The fast track process was designed for medicines that treat serious conditions for which there are no treatments or very few treatments available now. The company making the medicine must apply to the FDA to be put on the fast track. If approved, the researchers get
- more meetings with the FDA for advice on study plans and collecting the right information
- written advice from the FDA about what the agency would like to see in the design of clinical trials and other plans
- a rolling review process to get parts of the new drug application reviewed as the information is ready, rather than waiting for the whole application to be completed
- ability to get accelerated approval and priority review, if the medicine meets the other requirements for these programs
The fast track encourages researchers to speak with the FDA often as they study the medicine so the agency can answer any questions right away. The goal is to have the study go through approval more quickly by taking care of any issues before the final application is submitted.
The FDA uses the breakthrough therapy designation to help medicines that may do better than the available options for treating a serious disease or condition. Like the fast track, the breakthrough therapy designation is meant to give a smoother and faster way to approval than usual for medicines that could help people with serious diseases like cancer.
A medicine recognized as a breakthrough therapy will get all the benefits of the fast track program plus
- the chance to work closely with the FDA on a development program and
- the promise from senior management at the FDA to help the process along
The FDA can ask the company developing the medicine to apply for a breakthrough therapy designation if early results suggest it will meet their requirements and the designation will help it through the rest of the approval process.

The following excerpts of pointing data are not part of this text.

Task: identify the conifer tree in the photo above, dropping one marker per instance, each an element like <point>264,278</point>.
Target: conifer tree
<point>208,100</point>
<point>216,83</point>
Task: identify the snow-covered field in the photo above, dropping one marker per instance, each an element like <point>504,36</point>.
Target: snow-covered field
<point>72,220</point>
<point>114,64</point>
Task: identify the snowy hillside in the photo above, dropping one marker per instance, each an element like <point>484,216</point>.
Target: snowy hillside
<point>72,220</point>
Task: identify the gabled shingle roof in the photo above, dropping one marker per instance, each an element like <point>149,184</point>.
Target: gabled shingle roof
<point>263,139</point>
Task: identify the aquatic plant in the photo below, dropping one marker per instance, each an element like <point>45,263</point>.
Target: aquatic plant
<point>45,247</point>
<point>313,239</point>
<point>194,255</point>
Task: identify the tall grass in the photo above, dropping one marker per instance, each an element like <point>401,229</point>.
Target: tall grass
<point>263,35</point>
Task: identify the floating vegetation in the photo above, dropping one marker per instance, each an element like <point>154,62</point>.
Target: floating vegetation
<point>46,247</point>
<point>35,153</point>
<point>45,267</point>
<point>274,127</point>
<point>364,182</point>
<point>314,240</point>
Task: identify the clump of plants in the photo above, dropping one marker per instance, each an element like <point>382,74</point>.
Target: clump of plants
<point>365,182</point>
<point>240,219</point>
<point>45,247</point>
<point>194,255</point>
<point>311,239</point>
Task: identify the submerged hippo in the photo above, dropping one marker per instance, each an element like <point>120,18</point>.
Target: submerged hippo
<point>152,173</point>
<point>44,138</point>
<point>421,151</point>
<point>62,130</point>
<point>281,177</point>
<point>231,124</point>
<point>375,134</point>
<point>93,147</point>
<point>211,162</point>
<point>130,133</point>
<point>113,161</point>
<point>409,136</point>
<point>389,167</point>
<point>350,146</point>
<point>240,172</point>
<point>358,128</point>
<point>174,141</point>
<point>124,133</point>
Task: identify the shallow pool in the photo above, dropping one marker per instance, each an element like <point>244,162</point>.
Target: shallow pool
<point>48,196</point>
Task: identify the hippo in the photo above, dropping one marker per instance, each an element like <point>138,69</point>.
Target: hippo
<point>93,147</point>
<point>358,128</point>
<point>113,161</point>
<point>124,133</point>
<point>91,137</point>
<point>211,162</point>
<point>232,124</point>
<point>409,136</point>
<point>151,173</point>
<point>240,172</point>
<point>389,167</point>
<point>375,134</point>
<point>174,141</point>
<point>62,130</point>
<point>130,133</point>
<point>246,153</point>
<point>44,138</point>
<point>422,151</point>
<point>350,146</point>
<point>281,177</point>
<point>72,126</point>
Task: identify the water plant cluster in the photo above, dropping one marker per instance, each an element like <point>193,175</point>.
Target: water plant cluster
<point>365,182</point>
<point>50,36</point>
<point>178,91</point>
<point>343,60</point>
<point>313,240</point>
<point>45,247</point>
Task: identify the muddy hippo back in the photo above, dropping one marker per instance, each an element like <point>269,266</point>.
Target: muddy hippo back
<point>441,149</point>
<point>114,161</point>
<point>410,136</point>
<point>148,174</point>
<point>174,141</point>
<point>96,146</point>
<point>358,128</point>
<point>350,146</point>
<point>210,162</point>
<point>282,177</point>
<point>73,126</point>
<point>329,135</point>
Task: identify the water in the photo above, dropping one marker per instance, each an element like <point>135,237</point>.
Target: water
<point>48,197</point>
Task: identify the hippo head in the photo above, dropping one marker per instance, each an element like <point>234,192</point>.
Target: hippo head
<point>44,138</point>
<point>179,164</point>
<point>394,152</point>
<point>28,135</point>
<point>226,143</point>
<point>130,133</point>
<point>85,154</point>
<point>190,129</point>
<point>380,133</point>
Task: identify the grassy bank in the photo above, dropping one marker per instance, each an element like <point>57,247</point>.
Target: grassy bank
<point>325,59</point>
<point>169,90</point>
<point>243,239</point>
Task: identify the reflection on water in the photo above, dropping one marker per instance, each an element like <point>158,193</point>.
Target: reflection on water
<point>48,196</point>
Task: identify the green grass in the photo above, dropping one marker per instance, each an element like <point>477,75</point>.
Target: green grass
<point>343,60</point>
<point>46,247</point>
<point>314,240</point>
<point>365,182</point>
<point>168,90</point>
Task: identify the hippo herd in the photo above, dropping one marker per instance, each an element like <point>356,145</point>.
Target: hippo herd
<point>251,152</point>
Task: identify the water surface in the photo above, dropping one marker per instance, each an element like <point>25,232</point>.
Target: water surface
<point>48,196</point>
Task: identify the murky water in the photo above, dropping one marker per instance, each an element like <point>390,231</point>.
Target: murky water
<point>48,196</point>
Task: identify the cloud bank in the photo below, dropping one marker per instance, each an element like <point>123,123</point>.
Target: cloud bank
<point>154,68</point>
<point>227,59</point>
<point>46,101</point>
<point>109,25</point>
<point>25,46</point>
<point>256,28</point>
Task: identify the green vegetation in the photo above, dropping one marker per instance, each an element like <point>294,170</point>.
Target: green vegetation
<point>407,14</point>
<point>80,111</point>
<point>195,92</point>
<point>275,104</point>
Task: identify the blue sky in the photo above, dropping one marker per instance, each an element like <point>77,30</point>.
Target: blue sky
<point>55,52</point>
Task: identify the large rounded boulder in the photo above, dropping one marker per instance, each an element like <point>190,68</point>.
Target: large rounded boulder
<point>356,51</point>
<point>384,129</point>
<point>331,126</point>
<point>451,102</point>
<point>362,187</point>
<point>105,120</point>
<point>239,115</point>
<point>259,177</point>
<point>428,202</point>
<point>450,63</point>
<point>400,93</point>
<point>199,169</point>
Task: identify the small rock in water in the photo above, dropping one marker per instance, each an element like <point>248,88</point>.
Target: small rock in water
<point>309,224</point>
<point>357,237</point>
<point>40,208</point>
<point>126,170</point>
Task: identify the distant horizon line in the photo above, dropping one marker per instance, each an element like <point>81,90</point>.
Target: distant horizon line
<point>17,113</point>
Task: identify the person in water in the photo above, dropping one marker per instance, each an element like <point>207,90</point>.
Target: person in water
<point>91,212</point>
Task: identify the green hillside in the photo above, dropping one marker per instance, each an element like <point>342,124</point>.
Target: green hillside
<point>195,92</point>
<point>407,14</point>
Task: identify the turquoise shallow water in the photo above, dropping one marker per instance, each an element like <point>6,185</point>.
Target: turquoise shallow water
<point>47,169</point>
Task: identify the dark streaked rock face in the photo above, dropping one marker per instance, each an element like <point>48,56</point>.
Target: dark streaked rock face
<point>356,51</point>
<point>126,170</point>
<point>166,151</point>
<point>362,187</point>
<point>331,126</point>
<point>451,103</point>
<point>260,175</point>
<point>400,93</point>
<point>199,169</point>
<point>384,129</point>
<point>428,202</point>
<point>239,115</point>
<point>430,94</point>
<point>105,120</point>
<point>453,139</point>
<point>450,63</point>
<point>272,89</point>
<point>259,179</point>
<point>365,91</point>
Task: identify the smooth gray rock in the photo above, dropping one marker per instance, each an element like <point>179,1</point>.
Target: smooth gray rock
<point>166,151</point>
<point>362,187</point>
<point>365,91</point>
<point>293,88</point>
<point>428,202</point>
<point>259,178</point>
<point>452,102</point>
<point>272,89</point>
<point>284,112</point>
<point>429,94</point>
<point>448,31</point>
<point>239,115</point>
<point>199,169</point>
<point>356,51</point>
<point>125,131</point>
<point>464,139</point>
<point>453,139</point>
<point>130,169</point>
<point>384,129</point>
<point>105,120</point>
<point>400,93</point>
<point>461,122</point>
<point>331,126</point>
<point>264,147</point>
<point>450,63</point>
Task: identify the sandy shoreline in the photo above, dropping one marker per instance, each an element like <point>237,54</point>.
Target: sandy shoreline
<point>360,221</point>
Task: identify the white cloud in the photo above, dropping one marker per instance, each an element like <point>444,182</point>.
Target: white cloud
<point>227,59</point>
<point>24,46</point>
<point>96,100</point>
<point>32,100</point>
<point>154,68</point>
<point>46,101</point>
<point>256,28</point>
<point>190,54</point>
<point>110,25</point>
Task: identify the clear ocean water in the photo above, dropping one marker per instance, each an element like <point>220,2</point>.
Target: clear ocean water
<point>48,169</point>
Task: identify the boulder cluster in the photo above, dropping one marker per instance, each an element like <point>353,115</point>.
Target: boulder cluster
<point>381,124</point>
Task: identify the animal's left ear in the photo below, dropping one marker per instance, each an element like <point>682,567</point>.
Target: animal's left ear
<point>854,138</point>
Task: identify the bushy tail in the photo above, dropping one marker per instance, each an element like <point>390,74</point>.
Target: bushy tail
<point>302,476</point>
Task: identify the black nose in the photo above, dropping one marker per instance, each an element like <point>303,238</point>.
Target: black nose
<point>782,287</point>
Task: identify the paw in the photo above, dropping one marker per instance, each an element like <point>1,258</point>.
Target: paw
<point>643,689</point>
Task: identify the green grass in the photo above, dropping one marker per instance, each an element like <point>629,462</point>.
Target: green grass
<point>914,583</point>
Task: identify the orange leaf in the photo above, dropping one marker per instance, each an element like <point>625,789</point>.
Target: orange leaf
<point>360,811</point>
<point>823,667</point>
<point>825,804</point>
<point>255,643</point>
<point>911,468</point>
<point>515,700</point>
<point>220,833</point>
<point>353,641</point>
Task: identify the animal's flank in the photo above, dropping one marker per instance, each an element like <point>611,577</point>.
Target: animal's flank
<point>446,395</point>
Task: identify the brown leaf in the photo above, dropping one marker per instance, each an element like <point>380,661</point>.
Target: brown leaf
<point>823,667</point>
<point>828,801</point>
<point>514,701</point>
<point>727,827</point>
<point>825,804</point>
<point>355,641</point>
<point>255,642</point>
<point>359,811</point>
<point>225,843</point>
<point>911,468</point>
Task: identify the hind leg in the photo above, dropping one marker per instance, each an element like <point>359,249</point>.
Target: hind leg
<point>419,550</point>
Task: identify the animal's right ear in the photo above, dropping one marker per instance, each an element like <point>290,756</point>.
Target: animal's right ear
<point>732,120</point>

Priority review directs the FDA’s attention to medicines that may offer “significant improvements” in treating serious conditions. A significant improvement may mean
- better outcomes than current treatments or
- fewer or less serious side effects or
- more people staying on the medicine, which leads to better outcomes or
- the ability to treat a group that can’t take current treatments
Where fast track and breakthrough therapy designation can help researchers in the planning and trial parts of the process, priority review focuses on getting the medicine through the approval line faster once the studies are done. The FDA normally starts its review within 10 months of receiving an application. But for priority review, the FDA will start its review within 6 months.
The FDA can grant accelerated approval to medicines that treat a serious condition when there is no current treatment available. The usual approval process can take years to study the effects of medicines on survival times or how often cancer returns.
Accelerated approval allows some medicines to be approved based on “surrogate endpoints.” These are not the outcomes the studies are designed to see but signs that the medicine is working toward those outcomes.
For example, researchers may want to see if a medicine will make someone with a cancer that has no effective treatments live longer. The study may look at how many people have lived without cancer spreading at 5 or 10 years. But the FDA may give accelerated approval after 2 years based on findings that the medicine is safe and it causes tumors to shrink, a sign that the medicine may work to extend people’s lives.
Using these outcomes can get medicines into the hands of people who need them years before they might have otherwise and may save or extend lives. Researchers will still have to hold trials to confirm the clinical benefits of the medicine after an accelerated approval and the FDA can take back approval if the final results do not show a benefit.